Attitude problems
Michael Henderson
THE Commonwealth Games in Manchester were a terrific success. Of course they were. Every time you turned on the radio or television somebody was busy saying how superduper they were, how Manchester had shamed hopeless London, the home of grotty old Wembley, and how British sport could, after all, make something work properly. Jolly good. Manchester is the city of my birth, and I'm pleased to know that its staging of the socalled 'Friendly Games' won such enthusiastic notices. People worked hard to make them a success, and they deserve recognition.
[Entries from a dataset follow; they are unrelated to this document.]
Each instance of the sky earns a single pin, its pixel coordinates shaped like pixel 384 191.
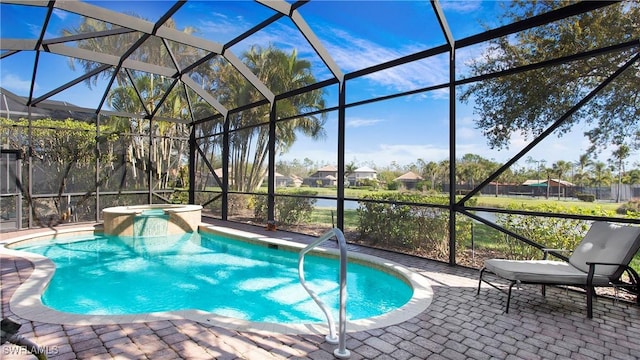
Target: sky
pixel 357 34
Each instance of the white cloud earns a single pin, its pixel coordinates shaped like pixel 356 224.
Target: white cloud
pixel 460 6
pixel 60 14
pixel 14 83
pixel 352 53
pixel 359 122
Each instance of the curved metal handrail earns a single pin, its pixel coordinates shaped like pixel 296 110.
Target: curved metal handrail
pixel 341 352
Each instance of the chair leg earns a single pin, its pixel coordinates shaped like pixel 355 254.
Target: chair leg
pixel 509 296
pixel 480 281
pixel 590 294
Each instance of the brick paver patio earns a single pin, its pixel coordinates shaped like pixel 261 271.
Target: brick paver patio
pixel 457 325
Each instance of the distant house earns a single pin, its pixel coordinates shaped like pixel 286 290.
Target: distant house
pixel 409 180
pixel 362 173
pixel 555 186
pixel 325 176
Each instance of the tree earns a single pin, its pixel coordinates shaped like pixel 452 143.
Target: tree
pixel 349 169
pixel 561 167
pixel 584 162
pixel 528 102
pixel 618 156
pixel 280 72
pixel 601 175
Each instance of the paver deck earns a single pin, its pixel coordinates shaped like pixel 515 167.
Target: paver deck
pixel 458 324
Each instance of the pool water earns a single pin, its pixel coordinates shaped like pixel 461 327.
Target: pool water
pixel 120 275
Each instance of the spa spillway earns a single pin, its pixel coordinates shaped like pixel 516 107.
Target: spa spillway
pixel 151 220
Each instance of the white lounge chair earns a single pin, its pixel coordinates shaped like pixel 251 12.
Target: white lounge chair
pixel 600 260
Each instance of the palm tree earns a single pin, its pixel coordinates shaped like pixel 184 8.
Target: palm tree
pixel 601 175
pixel 561 167
pixel 619 155
pixel 280 72
pixel 584 162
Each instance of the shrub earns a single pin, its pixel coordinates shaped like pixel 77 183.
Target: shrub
pixel 290 210
pixel 630 208
pixel 407 222
pixel 586 197
pixel 550 232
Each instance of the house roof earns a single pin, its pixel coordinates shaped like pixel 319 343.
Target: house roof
pixel 328 168
pixel 543 182
pixel 15 106
pixel 365 169
pixel 409 176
However, coming from Manchester, I noticed different things. On the night that the Queen declared the Games open I drove around town and couldn't fail to notice that, far from benefiting from urban regeneration, it looked more deprived than ever. No more than a mile from the City of Manchester Stadium. as Her Majesty was enjoying the delights of an opening ceremony that seemed to be aimed at slow-witted teenagers, I passed not one, not two, not three, four or five, but six pubs in a row that had been boarded up. There was a spanking new young-persons tavern, though, bearing the name (I'm not making this up) of Screwy Hughie's. And they call this urban regeneration!
What have we done to our cities? For a proper answer to that question, and other ones related to the compulsory slumming that is part of the national curriculum, one has only to read Theodore Dahymple's regular dispatches in these pages. Manchester is not necessarily the worst example of urban life. It is just one city among many, and none of them holds a candle to the cities on the Continent. If you try to compare Manchester with Munich, say, you'll do yourself an injury laughing. Nevertheless, it proved a wonderful host of the Commonwealth Games.
To get the most out of them, though, you had to ignore the sentimental claptrap that goes with these events. The soft-soaping began during the opening ceremony, when a loose-tongued reporter from Radio Mate referred to Manchester 'attitude', whatever that might mean. Then the master of ceremonies yelled, 'They say you're the party capital of the country. They say a welcome in this city is like no other.' I trust that man is now housed in secure accommodation. These 'inclusive' Games were, apparently, about 'nice nationalism' and that old favourite 'multi-culturalism'. To that end the city council put up posters which appeared to suggest that every other resident of Manchester was a homosexual. But whereas you could eat goat curry at any one of 100 places, it was impossible to find decent bangers and mash. Clearly English cuisine comes under the heading of nasty nationalism.
It goes without saying that television coverage of the Games was, in the main, poor. One chump pronounced, 'The women's hammer launched the Games.' Do producers of television and radio programmes actually listen to what their reporters are saying, or do they no longer know the difference between good and bad, right and wrong? Or do they know, and simply not care? The exceptions were Steve Rider, a true pro, and Hazel Irvine, the perky Jockette, of whom we ought to see more.
But there were good things. One night, after the runners and jumpers had done and dusted, the spectators were going home. Among the happiest were a group of disabled people who had been driven in by Salford City Council. In the midst of so much televised sentimentality it made a touching moment, and offered a reminder of how precious is the athlete's gift.